Above all, what makes Abbott a liberal worth reading is that he was honest. At the turn of the twentieth century, liberals developed a terrible tendency to obfuscate, dissimulate, and deceive. But Abbott was a born teacher, and he made his views absolutely clear, pushing harder every year to make sure he was explaining precisely what the church, according this Baconian rationalist lights, ought to believe and teach. The high point of his argument can be found in The Kernel and the Husk, but Abbott sought clarity in all of his writings. This is the man who wrote a still-useful book on How to Write Clearly.

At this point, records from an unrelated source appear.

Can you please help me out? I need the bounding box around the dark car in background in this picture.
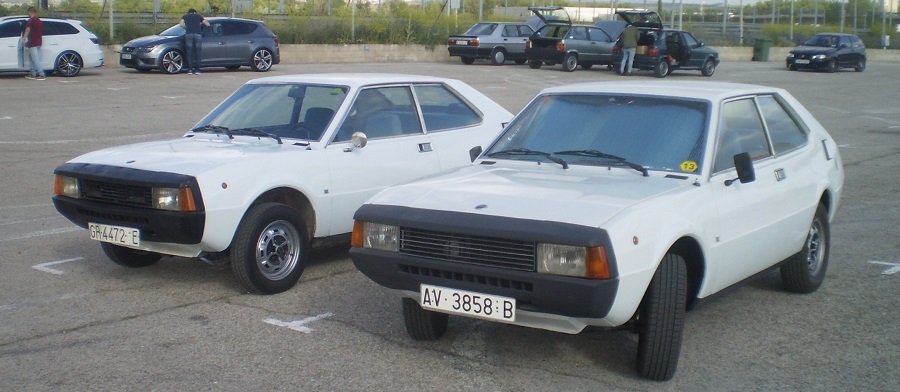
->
[525,7,624,72]
[785,33,866,72]
[447,22,534,65]
[613,11,719,78]
[119,18,280,74]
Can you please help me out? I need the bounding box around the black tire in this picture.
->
[100,242,162,268]
[231,203,309,294]
[53,50,84,78]
[159,49,185,75]
[491,48,506,65]
[700,59,716,77]
[563,53,578,72]
[250,48,275,72]
[637,253,687,381]
[403,298,450,340]
[781,204,831,294]
[653,60,671,78]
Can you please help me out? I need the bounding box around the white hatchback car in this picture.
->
[350,82,844,380]
[0,16,103,77]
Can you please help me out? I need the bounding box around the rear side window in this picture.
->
[415,85,481,132]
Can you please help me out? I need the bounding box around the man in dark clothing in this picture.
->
[22,7,44,80]
[178,8,209,75]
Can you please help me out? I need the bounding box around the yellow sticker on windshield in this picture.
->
[681,161,697,173]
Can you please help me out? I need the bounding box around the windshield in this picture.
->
[159,25,184,37]
[485,94,710,173]
[194,83,348,141]
[803,35,838,48]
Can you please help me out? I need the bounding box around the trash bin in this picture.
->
[753,38,772,61]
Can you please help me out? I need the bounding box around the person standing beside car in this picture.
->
[619,24,641,75]
[22,7,45,80]
[178,8,209,75]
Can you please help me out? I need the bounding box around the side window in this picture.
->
[334,86,422,142]
[757,95,806,154]
[713,98,771,172]
[415,85,481,132]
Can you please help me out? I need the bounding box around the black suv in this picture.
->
[786,33,866,72]
[613,11,719,78]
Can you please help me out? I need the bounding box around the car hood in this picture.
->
[125,35,182,48]
[368,164,692,227]
[69,135,296,176]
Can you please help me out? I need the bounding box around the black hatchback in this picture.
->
[786,33,866,72]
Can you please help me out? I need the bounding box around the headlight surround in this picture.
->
[53,174,81,199]
[351,221,400,252]
[537,243,609,279]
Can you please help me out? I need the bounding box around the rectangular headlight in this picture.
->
[53,174,81,199]
[537,243,609,279]
[351,221,400,252]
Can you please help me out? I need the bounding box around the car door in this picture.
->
[704,95,817,291]
[326,85,440,234]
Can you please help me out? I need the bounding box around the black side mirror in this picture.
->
[725,152,756,186]
[469,146,484,162]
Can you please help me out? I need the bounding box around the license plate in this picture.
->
[419,284,516,323]
[88,223,141,248]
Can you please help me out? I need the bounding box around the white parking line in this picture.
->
[263,312,334,333]
[31,257,84,275]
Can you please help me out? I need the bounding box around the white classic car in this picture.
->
[350,82,844,380]
[53,74,512,294]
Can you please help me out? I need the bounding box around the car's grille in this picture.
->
[400,228,535,271]
[81,179,151,207]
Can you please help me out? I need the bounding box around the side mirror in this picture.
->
[725,152,756,186]
[350,132,369,148]
[469,146,484,162]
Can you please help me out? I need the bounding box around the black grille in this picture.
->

This is the imagination that gave us the thought-project of Flatland. Throughout his life, Abbott even worked his progressive views into three novels of primitive Christianity (Philochristus (1878), Onesimus: Memoirs of a Disciple of Paul (1882), and Silanus the Christian (1906)),

Reading a bunch of Abbott’s theological and biblical-critical work kind of throws a shadow across Flatland. In retrospect, it’s clear that he felt like a three-dimensional Christian trying to talk to two-dimensional bigots, whether of the atheistic or conservative variety. But if you squint at that, Flatland is still a great workout, and is still useful for Christian thought: for exactly the kind of reasons C.S. Lewis pointed to.